Mind of Jacka: Decisions, Decisions
Blogs Mike Jacka, CIA, CPA, CPCU, CLU Nov 14, 2024
I remember the first time our internal audit department told executive management we were considering strategic-level audits. I remember it vividly because their reaction precipitated one of California’s major earthquakes. Okay, I overstate the reaction. But suffice to say that there was an immediate knee-jerk reaction from leadership that our conducting such audits was not a good idea. In fact, “No way!” best summarizes their reaction.
The crux of their argument? “Who do you think you are to conduct audits that question our strategies?!!” After the rolling and shaking subsided, we explained we were not trying to question those strategies. Rather, we were going to look at the processes involved in developing the strategies — the processes and information used in making the decisions, as well as the processes and information that would be used to monitor success.
Some calmed down; others still didn’t buy it.

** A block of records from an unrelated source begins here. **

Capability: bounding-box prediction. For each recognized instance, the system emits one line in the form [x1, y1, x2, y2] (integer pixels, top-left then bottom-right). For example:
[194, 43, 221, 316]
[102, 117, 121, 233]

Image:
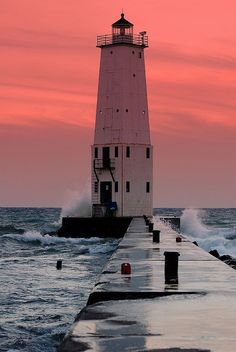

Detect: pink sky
[0, 0, 236, 207]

So, we began with one of the clients who not only calmed down but was glad to accept our presence. This was a review of the organization’s strategy regarding social media, and we had positive results. We found that individual departments had a good handle on things, but there was no overall organizational strategy — no way to align everything that was being done and to ensure the organization’s overall objectives and strategies were being achieved. Note that, as promised, we were not questioning the strategies but determining how those strategies were developed and how they aligned with other organizational strategies.

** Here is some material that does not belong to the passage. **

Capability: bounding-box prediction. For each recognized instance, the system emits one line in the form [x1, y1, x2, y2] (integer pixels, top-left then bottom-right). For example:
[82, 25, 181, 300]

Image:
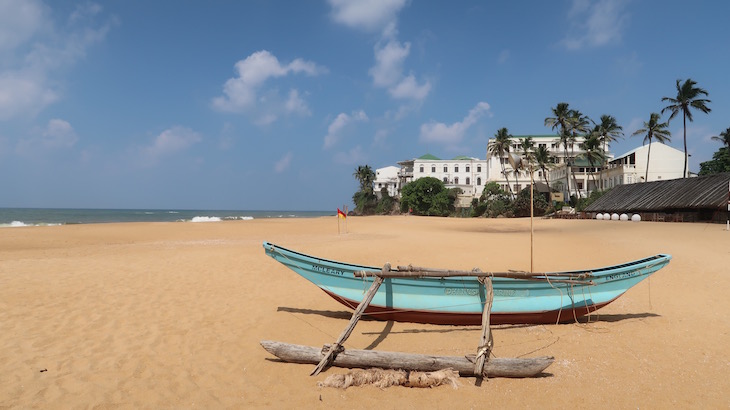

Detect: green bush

Over time, we didn’t do a lot of strategic-level audits. They take a lot of time and a lot of client buy-in. But the few we completed were well-received and impactful.
As mentioned previously, one of the things we were looking at was the actual process used in building these strategies. Ideally, we would find out who was involved, the information used, and how the information and decisions moved through the chain of command. Was this a quick process? Was it a thorough process? How was information vetted? Was the final strategy based on the preceding, or did it just happen because of someone’s whim? (Someone important, for sure, but a whim nonetheless.)

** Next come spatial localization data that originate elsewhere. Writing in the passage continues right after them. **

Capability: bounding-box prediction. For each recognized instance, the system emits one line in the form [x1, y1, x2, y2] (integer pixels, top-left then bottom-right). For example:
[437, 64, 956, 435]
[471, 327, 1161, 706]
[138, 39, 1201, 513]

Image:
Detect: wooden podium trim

I still see some of you shaking your heads. “Nope, not gonna happen on my watch.” And I’m not here to convince you. We can meet at the bar later and discuss.
But there is an aspect of this type of audit that all internal audit departments should embrace within all audits — the assessment of processes used in decision-making. You may, to some extent, already be doing such reviews without really thinking about it. But it needs to be front of mind in all our work.
Within every department, many decisions are being made. And within every process, multiple decisions are being made. And we need to recognize that these decisions are more than a diamond on the flowchart with a choice of “yes” or “no.” There is always something grey behind these decisions where people must determine the best path. And we need to not only recognize them but determine how they impact the objectives of the process, the departmental objectives, and even the organizational objectives.
So, all of the above speaks to two things. First, you may want to be (you should be) more involved in strategic-level audits. They can be some of the most impactful and valuable audits you conduct. But, as important as these may be, there is the second point. We need to focus on decision-making in every audit we perform.
And while we’re at it, maybe we should take a look at the decisions we are making in our own operations. In all things, auditor, audit thyself.